Here, we train a SentencePeice model on the combined corpus using `model_type` of `bpe`, then load the trained model and wrap it in a tokenizer function. This `tokenize` function takes a string, then returns a list of subword units that SentencePiece outputs.

In [None]:
import sentencepiece as spm
from pathlib import Path

combined_text = "\n".join(shakespeare_lines + modern_lines)   # one sentence per line
Path("combined.txt").write_text(combined_text, encoding="utf8")

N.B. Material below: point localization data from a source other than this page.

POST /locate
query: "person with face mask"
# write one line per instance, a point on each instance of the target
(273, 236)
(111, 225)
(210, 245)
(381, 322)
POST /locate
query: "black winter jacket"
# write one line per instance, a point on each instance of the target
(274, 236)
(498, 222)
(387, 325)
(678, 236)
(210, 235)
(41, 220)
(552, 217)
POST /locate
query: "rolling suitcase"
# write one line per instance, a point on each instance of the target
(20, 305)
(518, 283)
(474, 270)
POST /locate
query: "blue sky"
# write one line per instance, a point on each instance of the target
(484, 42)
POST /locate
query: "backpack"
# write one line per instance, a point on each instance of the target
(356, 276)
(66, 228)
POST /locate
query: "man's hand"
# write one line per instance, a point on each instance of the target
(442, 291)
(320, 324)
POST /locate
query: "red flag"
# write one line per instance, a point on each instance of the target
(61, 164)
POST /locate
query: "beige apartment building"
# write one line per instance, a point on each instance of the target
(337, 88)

spm.SentencePieceTrainer.train(
    input='combined.txt',
    model_prefix='shakes_mod',
    vocab_size=2000,
    character_coverage=1.0,
    model_type='bpe',
    bos_id=1, eos_id=2, pad_id=0, unk_id=3,
    user_defined_symbols=''
)

sp = spm.SentencePieceProcessor(model_file='shakes_mod.model')

def tokenize(text):
    """
    Returns a list of sub‑word tokens produced by SentencePiece.
    The model already lower‑cases (if you set `--lower_case=true`
    during training) – we keep the original case so that proper nouns
    stay distinguishable. Feel free to call `text.lower()` before passing
    it if you prefer a case‑insensitive model.
    """
    return sp.encode_as_pieces(text)

This `build_joint_vocab` function makes all of the sentences (Modern and Shakespearean) into one vocabulary.

In [None]:
def build_joint_vocab(texts, min_freq=1):
    counter = Counter()
    for txt in texts:
        counter.update(tokenize(txt))

    vocab = {'<PAD>': 0, '<SOS>': 1, '<EOS>': 2, '<UNK>': 3}
    for token, freq in counter.items():
        if freq >= min_freq:
            vocab[token] = len(vocab)
    return vocab

joint_vocab = build_joint_vocab(shakespeare_lines + modern_lines, min_freq=1)
vocab_size = len(joint_vocab)

This `to_ids` function converts sentences into a list of ids from the joint vocabulary, then adds `<SOS>` and `<EOS>` token ids as needed around the sentence. We then build lists of source ids and target ids, where they both contain the Modern and Shakespeare data, but in a parallel and opposite order.

In [None]:
def to_ids(text):
    tokens = tokenize(text)
    ids = [joint_vocab.get(tok, joint_vocab['<UNK>']) for tok in tokens]
    return [joint_vocab['<SOS>']] + ids + [joint_vocab['<EOS>']]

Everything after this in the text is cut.